We have heard that the balance of power has shifted a bit, that suppliers now kind of hold the cards. In some cases, they are asking for capital investments from their automotive partners.
It's still the minority, but there are examples where, if there's significant investment required given a product or capacity-related issue, that the supply base wants to talk about how to insure the partnership for that investment. Not necessarily that we're investing in it, but there's an assurance that investment will have a good return to it.
Isn't it also the case that, back in 2008-09, there was a lot of intellectual capability that was lost in the supply base?
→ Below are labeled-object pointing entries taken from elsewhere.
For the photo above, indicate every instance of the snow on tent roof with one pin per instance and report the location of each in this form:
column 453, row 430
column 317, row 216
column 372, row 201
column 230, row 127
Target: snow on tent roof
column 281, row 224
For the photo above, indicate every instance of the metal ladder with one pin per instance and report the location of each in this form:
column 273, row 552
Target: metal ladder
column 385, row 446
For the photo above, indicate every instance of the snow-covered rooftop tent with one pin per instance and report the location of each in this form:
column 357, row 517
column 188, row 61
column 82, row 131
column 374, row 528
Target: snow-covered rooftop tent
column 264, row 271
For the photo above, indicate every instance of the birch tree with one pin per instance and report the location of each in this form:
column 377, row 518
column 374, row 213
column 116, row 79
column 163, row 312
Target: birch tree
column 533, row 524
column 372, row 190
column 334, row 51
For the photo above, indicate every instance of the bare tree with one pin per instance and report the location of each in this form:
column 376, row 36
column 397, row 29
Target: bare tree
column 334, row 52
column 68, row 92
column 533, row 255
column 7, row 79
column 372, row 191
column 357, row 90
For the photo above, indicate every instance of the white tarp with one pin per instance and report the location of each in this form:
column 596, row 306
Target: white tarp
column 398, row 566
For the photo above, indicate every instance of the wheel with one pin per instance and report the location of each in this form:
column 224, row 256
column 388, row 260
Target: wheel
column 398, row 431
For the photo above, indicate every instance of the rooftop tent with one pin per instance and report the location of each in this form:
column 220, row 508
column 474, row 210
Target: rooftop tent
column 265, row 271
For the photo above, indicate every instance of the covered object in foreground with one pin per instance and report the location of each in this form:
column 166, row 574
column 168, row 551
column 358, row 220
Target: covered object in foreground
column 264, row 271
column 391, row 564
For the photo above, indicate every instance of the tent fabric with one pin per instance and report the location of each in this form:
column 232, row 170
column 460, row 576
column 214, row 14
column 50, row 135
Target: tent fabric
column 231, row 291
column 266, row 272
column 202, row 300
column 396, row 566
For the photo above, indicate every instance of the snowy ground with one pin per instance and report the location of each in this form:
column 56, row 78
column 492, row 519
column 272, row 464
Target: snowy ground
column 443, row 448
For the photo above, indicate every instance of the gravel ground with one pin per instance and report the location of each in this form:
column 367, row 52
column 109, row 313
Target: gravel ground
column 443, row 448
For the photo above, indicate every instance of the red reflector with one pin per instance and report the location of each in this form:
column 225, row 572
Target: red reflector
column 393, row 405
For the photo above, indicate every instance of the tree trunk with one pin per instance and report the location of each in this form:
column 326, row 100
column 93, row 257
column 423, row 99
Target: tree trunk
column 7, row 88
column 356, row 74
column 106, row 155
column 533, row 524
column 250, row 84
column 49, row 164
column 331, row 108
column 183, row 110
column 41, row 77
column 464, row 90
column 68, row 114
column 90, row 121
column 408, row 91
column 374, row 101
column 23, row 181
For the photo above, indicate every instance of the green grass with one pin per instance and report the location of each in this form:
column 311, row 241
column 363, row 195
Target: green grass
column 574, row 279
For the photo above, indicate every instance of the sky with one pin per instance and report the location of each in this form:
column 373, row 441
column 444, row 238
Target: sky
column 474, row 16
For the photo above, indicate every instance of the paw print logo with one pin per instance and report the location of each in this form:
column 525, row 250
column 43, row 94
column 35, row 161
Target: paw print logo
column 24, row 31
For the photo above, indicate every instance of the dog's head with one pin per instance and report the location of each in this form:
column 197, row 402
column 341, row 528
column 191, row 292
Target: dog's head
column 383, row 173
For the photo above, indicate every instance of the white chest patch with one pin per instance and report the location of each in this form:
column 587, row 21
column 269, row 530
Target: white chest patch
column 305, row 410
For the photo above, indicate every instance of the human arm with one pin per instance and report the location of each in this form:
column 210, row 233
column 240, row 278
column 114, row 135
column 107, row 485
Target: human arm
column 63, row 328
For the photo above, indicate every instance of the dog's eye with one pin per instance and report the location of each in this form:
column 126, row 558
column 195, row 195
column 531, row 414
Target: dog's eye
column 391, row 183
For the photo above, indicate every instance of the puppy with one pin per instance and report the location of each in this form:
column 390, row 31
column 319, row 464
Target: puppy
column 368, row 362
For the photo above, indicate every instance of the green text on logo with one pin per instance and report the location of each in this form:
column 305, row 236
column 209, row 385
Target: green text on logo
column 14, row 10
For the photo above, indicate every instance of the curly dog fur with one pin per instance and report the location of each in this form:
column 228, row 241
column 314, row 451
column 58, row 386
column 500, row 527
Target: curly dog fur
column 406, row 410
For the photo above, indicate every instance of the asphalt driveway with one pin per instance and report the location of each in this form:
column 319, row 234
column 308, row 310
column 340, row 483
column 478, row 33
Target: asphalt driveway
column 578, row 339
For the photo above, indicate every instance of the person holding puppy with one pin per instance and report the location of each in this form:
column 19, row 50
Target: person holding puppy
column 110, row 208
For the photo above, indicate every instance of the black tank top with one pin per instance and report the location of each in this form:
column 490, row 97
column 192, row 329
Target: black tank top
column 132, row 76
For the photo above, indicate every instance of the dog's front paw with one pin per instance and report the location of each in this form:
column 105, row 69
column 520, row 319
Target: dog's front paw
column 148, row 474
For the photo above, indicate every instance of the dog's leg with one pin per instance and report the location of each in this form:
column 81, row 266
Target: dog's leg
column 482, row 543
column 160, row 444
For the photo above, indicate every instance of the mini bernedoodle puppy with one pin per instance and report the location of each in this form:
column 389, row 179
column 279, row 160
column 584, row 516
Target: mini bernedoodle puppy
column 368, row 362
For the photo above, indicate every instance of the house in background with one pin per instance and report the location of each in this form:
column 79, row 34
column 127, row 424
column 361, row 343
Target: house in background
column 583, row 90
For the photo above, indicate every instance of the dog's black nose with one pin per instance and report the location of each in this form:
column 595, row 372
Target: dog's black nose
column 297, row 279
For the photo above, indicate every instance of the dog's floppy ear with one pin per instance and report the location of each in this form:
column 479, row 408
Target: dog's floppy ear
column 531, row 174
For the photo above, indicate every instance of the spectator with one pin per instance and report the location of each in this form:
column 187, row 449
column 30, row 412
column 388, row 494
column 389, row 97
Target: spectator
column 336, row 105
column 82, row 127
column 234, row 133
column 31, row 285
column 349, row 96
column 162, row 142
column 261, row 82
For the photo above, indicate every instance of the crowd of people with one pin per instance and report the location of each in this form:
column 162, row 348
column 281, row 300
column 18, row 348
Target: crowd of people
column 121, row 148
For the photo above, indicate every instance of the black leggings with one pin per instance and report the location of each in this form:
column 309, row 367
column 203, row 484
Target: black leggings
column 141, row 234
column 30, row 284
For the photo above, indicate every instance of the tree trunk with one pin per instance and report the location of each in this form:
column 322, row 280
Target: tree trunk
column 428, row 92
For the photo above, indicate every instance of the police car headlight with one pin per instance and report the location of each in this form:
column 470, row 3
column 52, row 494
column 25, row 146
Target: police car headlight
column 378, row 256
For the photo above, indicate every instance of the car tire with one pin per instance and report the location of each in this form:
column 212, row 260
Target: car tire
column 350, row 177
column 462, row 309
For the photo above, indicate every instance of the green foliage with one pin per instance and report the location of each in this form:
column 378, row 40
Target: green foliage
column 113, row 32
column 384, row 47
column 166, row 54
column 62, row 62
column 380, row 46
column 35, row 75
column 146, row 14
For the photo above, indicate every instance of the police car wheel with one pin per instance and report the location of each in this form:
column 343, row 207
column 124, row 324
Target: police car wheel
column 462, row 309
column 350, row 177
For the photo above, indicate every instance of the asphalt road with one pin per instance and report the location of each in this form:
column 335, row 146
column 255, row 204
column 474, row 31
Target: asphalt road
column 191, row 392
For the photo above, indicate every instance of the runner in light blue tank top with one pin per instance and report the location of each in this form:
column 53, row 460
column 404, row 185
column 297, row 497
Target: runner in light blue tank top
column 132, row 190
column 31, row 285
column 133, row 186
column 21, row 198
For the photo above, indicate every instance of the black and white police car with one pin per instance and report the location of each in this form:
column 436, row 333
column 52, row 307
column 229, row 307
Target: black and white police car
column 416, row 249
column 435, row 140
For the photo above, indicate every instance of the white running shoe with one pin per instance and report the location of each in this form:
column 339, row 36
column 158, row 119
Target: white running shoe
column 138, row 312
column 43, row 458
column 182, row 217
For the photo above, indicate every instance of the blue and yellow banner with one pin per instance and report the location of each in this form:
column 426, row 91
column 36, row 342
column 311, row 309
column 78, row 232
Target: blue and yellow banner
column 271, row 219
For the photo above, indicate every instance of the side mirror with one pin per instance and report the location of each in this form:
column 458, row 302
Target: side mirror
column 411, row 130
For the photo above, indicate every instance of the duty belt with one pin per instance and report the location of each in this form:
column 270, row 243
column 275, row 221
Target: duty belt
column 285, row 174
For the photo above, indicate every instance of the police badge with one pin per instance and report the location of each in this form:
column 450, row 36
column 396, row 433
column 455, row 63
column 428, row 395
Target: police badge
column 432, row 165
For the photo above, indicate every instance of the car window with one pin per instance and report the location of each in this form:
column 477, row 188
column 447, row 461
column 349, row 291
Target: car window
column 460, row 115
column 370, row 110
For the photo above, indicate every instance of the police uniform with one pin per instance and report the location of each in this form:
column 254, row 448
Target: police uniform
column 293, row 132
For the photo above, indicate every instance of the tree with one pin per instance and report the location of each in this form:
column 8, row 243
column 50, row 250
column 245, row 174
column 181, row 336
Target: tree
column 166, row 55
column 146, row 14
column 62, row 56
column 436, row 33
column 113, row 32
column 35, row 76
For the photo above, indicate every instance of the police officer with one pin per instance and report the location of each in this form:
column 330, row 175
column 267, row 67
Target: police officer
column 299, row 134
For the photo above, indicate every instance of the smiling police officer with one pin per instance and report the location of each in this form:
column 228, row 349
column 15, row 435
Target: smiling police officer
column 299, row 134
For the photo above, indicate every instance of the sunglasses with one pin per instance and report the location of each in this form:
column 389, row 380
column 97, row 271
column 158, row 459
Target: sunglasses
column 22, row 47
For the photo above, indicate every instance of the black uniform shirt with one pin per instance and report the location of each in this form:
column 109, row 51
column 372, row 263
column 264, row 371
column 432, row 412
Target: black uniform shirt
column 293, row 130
I think that's more pronounced in the supply base than for us. Even though we did take a number of resources out, especially in the 2008 time frame, we've been building back up. We're hiring 2,200 folks this year, and we do pretty well fulfilling our needs.
But as you said -- Tier 1s, Tier 2s, Tier 3s -- there's only so many engineers with experience, and so that's been an issue. I think also frankly the industry came back, especially last year, faster than people were anticipating.
Can you get to the federally mandated 54.5 mpg without diesels?
There are a number of contributors to getting to those kinds of numbers. I think the biggest contributor is the electrification of the fleet.
The consumers play a big role in this. The big question mark in the industry is really around what will be the acceptance level and capabilities of the electrified vehicles as we migrate up the fuel economy range.
We have the diesels for all of our global programs. We have some very strong diesels in Europe, whether it's a Focus or a Fiesta or a Fusion.
We just have not seen the [U.S.] market acceptance in passenger cars and small SUVs.
The EcoBoost, we believe, is a far better business case for the consumer. It's lower cost than a diesel and still gives you great driving dynamics.